Oh, if I could talk to the animals, just imagine it Chatting with a chimp in chimpanzee Imagine talking to a tiger, chatting with a cheetah What a neat achievement it would be
Talking with animals may be an impossibility, but human beings down through history have certainly talked to animals. Hundreds of millions of pet owners around the globe do so every day, as when reprimanding their dog for snatching a hamburger from the kitchen table or talking to a kitten as if to a baby.Not only do we talk to animals, but we attribute to them human emotions and thoughts—another custom in play from the dawn of recorded history. We find this anthropomorphism in Genesis, when the snake hoodwinks Eve; in the ancient fables of Aesop and similar legends told by people around the world; and in tales where rabbits, crows, mice, tigers, and other beasts are endowed with human powers. This same holds true in the fairy tales of the last 500 years and in many of our contemporary children’s stories.
Why the Attraction?
This integration of animals into our literature seems so natural that we rarely pause to ask that question. Why, for instance, did Aesop match a tortoise against a hare in a footrace rather than two of his contemporary Greeks? Jump forward more than 2,000 years in time, and we might well ask why Brian Jacques in his popular “Redwall” series substituted mice, moles, badgers, rats, and other species for human characters.
One obvious answer surely has to do with familiarity.
Until recently, our ancestors around the globe lived much more intimately with nature than we do today. The hunters who for eons brought food from field and forest to the fire were as familiar with the ways and habits of deer, rabbit, and bear as we are with the aisles of our grocery stores.
Emotional Distance
As one example, Gray chooses “The Three Little Pigs.” As they lose house after house, “we roll along with the rhyme; the same situation involving homeless children is far less palatable.”
This holds true for many folk and fairy tales. Transform Peter Rabbit into a boy, and the story changes completely. The natural instinct of a rabbit is to slip into a garden for a bite to eat; the boy who does the same is either starving or a vandal. Make the Big Bad Wolf in “Little Red Riding Hood” a man, and we have a vicious murderer on the prowl.
Symbolism
In his article “Aesop’s Fables,” Edward Clayton, professor at Central Michigan University, introduces another related reason for using animals as characters in fables and, by extension, in other fiction as well. By observation and daily experience, our ancestors associated certain human traits with other living creatures. Ants and bees, for instance, were industrious. Donkeys and camels were stubborn, and goats, as in “Three Billy Goats Gruff,” were wily and tough.Remarking on these similarities between human beings and other species, Clayton then writes: “This allows the author to suggest or imply a lot of backstory in a format which is partially defined by its brevity. So, whereas establishing that a human character is clever might take considerable effort, if the author chooses a fox as one of the characters in the fable, then cleverness is already established as a trait for that character. Similarly, it takes less time to say ’this fable is about a mouse' than to establish the timidity of a particular human being.”
Stories for Everyone
Finally, featuring animals rather than human beings allows for a universality that might not otherwise exist. Expose a reader from Poland, Peru, or China to Aesop’s “The Ant and the Grasshopper,” and the story flows effortlessly across the cultural divide.“Animal Farm” nicely illustrates all the above points. Pigs, who become dictators after leading the revolt against a farmer, are known for their intelligence and greed. They train the farm’s dogs to become their vicious, personal guards. The sheep follow wherever the wind blows.

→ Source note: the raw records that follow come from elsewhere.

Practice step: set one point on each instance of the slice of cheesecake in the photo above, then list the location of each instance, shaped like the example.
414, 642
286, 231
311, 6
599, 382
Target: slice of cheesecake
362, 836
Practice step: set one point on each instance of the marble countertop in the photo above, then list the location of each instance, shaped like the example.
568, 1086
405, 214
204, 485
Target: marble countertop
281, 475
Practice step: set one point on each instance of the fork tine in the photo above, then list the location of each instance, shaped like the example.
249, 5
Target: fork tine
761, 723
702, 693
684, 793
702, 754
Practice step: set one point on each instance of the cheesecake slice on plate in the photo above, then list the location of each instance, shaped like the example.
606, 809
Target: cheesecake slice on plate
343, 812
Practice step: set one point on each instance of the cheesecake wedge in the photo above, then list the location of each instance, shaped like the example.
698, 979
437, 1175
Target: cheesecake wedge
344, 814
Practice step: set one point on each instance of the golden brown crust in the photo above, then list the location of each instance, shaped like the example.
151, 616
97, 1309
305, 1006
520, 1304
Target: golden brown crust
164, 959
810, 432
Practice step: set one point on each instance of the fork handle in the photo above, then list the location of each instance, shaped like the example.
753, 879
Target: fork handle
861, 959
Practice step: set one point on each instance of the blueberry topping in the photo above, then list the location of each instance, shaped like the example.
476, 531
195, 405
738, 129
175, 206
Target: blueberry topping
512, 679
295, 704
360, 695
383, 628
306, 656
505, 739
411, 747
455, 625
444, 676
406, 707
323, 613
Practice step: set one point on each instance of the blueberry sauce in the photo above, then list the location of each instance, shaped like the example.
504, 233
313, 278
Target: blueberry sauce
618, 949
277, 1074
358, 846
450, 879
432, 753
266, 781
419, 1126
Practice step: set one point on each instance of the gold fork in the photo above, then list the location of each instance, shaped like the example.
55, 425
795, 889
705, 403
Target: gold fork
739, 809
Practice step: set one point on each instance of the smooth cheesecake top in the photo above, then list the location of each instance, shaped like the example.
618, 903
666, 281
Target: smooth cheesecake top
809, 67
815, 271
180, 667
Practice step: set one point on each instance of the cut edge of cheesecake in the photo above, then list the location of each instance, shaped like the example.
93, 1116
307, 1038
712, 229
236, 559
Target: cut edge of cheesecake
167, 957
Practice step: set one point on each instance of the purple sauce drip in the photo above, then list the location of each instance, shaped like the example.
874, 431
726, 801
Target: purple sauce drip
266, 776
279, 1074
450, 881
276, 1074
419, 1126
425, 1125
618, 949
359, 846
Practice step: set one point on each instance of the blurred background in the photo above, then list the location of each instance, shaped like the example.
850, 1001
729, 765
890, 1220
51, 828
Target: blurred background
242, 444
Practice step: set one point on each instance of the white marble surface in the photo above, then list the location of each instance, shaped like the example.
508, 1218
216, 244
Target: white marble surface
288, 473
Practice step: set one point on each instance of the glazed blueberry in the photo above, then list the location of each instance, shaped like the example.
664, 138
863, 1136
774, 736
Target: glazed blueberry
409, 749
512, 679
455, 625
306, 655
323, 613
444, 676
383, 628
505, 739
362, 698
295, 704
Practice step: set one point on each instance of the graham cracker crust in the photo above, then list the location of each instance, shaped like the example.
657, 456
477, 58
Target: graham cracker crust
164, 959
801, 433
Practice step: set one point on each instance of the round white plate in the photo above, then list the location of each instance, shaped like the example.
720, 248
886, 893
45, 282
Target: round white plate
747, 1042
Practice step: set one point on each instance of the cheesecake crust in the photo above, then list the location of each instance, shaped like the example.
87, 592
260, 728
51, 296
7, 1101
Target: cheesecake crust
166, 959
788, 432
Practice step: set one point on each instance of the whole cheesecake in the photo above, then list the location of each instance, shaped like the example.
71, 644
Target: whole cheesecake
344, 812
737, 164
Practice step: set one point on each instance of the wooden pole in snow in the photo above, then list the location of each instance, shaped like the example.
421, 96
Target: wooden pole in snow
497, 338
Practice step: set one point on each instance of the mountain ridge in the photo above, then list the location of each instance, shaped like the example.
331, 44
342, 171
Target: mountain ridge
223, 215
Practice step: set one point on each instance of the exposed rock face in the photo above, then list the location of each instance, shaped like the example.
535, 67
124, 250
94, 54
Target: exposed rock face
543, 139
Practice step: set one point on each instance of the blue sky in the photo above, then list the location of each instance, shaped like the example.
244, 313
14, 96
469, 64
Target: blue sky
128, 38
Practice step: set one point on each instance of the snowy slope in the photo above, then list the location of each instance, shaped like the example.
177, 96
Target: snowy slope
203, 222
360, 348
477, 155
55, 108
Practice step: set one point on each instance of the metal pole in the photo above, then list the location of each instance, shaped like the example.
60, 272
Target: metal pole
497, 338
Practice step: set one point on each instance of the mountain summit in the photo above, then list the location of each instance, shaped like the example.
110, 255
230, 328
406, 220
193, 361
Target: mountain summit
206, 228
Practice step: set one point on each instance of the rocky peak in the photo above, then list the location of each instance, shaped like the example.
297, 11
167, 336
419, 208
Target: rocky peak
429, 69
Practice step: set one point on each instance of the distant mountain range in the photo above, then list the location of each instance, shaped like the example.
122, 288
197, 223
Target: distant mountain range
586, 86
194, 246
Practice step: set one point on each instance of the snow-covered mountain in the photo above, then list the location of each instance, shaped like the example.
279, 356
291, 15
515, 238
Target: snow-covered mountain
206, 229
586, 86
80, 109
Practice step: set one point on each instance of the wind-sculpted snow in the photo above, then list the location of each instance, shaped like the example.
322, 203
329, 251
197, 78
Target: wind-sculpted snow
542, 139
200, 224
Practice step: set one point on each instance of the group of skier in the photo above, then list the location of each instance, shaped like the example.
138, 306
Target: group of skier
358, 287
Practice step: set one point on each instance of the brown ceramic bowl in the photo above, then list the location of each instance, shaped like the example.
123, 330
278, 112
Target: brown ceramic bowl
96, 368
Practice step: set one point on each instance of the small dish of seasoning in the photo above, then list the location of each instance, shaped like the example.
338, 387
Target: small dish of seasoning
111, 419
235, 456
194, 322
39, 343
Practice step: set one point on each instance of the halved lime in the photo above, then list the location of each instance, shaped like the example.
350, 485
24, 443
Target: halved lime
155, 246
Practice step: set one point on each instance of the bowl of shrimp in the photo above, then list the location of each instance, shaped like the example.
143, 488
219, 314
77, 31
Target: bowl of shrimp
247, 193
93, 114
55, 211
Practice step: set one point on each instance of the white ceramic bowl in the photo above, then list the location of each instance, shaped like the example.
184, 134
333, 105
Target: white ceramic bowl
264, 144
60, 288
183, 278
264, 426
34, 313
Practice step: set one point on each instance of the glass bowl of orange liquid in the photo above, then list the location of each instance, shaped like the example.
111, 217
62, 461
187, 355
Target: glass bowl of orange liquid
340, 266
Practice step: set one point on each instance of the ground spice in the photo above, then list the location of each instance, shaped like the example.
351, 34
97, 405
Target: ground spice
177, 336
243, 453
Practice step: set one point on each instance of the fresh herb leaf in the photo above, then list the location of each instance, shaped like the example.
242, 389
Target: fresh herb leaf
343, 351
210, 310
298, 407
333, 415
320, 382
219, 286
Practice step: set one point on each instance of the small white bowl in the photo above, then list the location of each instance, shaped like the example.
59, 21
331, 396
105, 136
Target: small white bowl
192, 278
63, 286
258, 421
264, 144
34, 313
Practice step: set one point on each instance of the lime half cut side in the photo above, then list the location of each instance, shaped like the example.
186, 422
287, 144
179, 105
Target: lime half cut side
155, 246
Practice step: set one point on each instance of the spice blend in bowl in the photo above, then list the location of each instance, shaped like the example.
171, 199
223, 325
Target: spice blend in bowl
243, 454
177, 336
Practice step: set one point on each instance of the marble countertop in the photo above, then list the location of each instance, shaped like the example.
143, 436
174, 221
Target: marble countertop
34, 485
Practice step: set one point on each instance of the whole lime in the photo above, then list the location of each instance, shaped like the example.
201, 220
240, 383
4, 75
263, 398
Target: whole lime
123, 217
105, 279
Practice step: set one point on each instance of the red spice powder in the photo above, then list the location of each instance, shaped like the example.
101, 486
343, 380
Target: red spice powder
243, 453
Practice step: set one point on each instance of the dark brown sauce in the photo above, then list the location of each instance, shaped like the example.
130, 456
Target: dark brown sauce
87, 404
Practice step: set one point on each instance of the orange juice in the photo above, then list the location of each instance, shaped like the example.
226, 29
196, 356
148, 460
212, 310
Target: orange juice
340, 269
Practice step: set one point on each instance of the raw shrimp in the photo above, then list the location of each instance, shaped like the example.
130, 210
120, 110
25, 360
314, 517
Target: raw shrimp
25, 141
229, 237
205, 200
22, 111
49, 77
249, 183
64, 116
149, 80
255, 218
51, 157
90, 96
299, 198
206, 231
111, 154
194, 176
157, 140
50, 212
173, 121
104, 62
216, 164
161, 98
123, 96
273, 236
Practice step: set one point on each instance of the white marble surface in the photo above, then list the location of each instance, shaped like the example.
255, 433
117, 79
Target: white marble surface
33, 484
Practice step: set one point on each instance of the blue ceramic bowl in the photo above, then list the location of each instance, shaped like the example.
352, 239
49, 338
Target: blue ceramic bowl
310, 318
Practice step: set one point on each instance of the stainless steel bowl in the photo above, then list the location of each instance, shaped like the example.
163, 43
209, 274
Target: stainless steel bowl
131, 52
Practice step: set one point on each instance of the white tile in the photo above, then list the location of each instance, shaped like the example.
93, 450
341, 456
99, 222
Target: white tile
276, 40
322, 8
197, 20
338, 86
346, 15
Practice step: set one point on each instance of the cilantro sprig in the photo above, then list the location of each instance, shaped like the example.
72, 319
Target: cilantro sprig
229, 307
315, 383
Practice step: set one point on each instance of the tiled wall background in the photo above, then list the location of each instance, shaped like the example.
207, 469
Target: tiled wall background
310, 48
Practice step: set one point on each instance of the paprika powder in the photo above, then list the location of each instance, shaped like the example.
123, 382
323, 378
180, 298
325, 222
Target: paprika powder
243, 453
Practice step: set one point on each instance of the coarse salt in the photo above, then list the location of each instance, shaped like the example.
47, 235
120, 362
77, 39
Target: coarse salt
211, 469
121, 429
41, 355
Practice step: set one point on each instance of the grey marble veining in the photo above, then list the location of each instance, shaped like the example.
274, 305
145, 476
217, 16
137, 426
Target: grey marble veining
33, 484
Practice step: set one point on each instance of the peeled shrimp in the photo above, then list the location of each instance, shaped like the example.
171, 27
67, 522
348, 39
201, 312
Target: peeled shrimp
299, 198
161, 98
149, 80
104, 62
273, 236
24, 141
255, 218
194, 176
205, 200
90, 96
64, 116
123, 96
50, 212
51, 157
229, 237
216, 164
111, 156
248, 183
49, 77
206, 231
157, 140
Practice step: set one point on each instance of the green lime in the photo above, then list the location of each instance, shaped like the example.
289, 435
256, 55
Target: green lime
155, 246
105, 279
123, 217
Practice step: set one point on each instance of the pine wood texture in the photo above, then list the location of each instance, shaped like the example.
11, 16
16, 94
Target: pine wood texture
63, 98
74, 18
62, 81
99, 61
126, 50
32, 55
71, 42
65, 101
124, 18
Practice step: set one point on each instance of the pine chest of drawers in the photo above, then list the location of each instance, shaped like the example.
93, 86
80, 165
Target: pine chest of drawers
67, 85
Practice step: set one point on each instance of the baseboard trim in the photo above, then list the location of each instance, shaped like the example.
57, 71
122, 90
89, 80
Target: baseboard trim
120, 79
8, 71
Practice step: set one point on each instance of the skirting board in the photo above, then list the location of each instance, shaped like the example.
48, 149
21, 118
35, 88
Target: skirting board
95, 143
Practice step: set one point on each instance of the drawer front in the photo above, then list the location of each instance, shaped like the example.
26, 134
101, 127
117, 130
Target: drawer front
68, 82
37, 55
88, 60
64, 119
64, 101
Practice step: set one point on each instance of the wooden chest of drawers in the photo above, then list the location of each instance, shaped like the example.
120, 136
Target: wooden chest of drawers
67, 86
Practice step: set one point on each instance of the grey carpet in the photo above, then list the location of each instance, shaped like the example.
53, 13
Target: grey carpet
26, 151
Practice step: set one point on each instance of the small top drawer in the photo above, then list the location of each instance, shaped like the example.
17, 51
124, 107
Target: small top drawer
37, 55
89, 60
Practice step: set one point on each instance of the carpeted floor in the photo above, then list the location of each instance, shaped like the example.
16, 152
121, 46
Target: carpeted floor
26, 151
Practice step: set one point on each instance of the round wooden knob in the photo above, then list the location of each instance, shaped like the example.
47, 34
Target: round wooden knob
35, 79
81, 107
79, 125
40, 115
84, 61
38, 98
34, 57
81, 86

Orwell intended “Animal Farm” as an explosive critique of Soviet communism and totalitarian government in general. Had he used historical Russian figures like Stalin and Trotsky, and fictional citizens, the novel might have won immediate acclaim, but it would have lacked staying power. The anthropomorphism of this fable for grownups instead makes it a timeless tale of revolution, government and ideals corrupted, and oppression.
The same holds true for much of children’s literature. The young person traveling off to the big city from a farm or a small town, or vice versa, has long served as a popular theme in literature and film—it’s a standby in many Hallmark movies—but the grandfather of this storyline is Aesop’s “The Town Mouse and the Country Mouse.” The story illustrates the contrast between the peaceful, humble life of the country mouse and the affluent but dangerous lifestyle of his city cousin, and has endured for more than two millennia.
A.A Milne’s “Winnie-the-Pooh,” Rudyard Kipling’s “The Jungle Book,” Lewis Carroll’s “Alice in Wonderland,” E.B. White’s “Charlotte’s Web,” and countless other books are all descendants of such early fabulists and storytellers, still entertaining adults and children alike while their wolves and bears, rabbits, and spiders pass along their lessons of wisdom.